Still pondering the whole idea of visual thinking from Dan Roam’s keynote at the recent Great Ideas Conference.

I am not a visual thinker. There are white boards all over the offices at Beaconfire, and 90% of them have all sorts of diagrams and sketches all over them. Mine falls into the other 10% – largely blank (at least when it’s not pro football season). I’m a “Red Pen” person 100%. Actually, the point of the red pen person is that you can eventually get them up to draw on the white board if you can make them mad enough that you’re oversimplifying the problem. I guess I have an exceptionally long fuse, because I’m never going to get up and take the pen of my own accord. So I may be the elusive “No Pen” person. I’m all about words, baby.

And yet, the concept of visual thinking is really appealing to me.

Roam pointed out that ALL 5 year olds report being able to draw, if you ask them. But at some point, most of us decide that we can’t, and that’s that. No more drawing. Or as he put it, we’re “not taught to make use of our inherent visual sense.”

And I really love the idea of simplicity on the other side of complexity, which is what I think this is fundamentally all about. My spouse, who also foolishly studied philosophy, calls it the “essay paradox.” Most philosophers start out expressing their ideas in essays, generally 100 pages or less. Then a handful get famous and decide they need to write books. BIG IMPORTANT books. The next thing you know, you’re saddled with all 600+ pages of A Theory of Justice when “Justice as Fairness” says pretty much the same thing in WAY fewer words.

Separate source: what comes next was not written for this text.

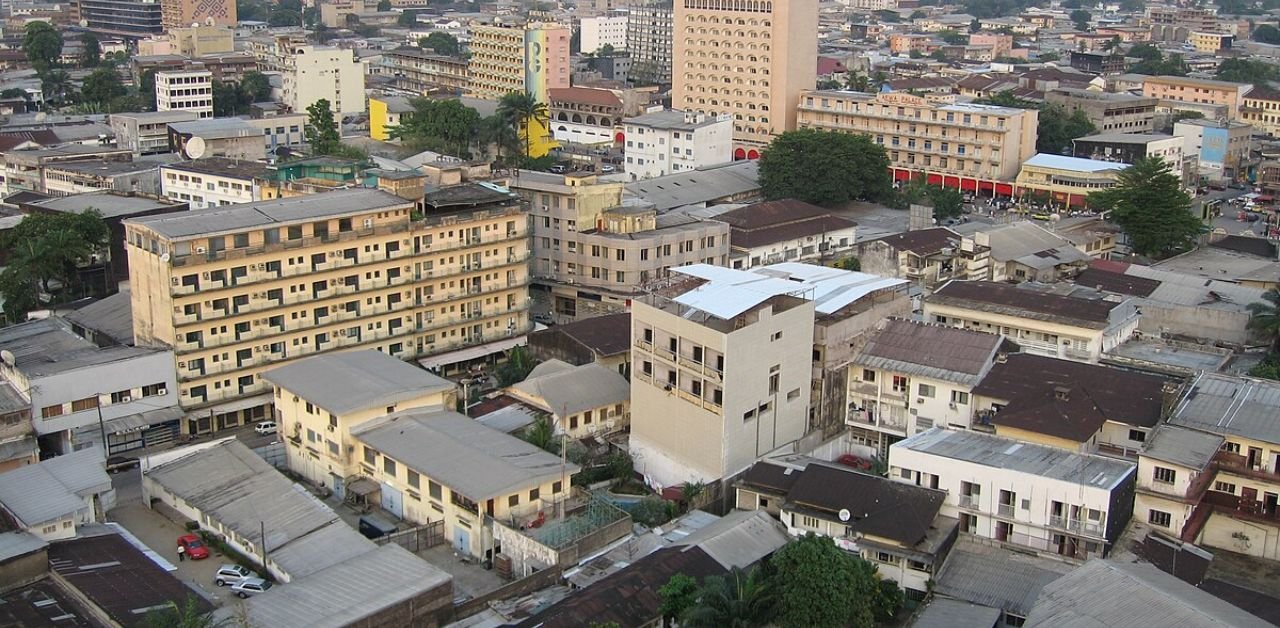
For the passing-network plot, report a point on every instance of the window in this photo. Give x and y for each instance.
(1159, 518)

As Roam articulates them, the rules of visual thinking are:

  • Whoever best describes the problem is the one most likely to solve it.
  • Whoever draws the best picture gets the funding.
  • The more human the picture, the more human the response.

So how do you do it?

  • Draw a circle & give it a name (Roam says it should generally be “me” because people are usually at the center of their own problems.)
  • Divide problem into 6 slices: who/what, how much, where, when, how, and why
  • Determine which of the 6 are involved

So what about those of us who, left to our own devices, will literally NEVER do this? Are we SOL?

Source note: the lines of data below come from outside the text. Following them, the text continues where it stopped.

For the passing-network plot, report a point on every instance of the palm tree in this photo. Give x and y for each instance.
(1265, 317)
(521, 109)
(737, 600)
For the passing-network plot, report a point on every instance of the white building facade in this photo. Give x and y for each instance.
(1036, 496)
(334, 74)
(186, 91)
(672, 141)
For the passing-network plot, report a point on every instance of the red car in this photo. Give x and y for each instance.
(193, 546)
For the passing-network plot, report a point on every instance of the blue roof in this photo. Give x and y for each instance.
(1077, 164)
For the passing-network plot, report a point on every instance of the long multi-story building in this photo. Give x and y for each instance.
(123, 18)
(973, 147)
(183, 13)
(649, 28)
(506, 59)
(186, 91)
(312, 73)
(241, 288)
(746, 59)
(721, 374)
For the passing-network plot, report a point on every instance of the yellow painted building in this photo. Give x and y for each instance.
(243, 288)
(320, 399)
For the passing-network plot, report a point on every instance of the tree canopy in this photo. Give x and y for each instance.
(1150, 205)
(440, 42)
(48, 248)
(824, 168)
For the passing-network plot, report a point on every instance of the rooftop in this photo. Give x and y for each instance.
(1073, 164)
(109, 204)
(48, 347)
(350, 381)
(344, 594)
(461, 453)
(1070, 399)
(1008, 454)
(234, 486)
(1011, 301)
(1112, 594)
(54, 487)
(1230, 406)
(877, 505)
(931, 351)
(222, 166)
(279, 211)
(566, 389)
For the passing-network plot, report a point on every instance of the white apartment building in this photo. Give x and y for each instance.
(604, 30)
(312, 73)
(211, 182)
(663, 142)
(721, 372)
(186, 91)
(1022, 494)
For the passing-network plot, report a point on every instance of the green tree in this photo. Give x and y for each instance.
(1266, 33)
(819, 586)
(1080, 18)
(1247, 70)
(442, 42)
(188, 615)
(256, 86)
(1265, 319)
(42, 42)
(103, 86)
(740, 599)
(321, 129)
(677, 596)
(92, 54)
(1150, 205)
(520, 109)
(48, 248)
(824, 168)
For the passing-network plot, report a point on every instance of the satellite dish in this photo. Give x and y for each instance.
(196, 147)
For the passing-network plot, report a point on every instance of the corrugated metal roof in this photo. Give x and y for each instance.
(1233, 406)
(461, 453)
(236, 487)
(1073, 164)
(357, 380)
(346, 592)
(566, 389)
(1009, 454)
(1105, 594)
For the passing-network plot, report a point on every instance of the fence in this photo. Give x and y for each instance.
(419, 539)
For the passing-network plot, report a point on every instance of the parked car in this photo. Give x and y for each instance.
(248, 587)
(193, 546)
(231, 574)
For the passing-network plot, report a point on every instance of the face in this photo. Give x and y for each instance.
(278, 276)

I don’t think so, and here’s why: those questions are the key.

  • Who/what?
  • How much?
  • Where?
  • When?
  • How?
  • Why?

Sure, you *can* answer them with pictures. And if that’s the way you work, go for it. But it seems to me that there’s no reason you can’t answer them with words, if that’s the way your brain works. And (Red Pen Person alert) with words, you can explain the thinking behind your answers. Additionally, Roam identified one potential flaw in answering “why?” with a picture – confusing correlation with causation. It seems to me that if you’re forced to document your reasoning (by using words), you’ll be less likely to fall victim to that confusion.

Or am I completely wrong and doomed to be mired in complexity if I can’t overcome my disinclination to draw stick figures?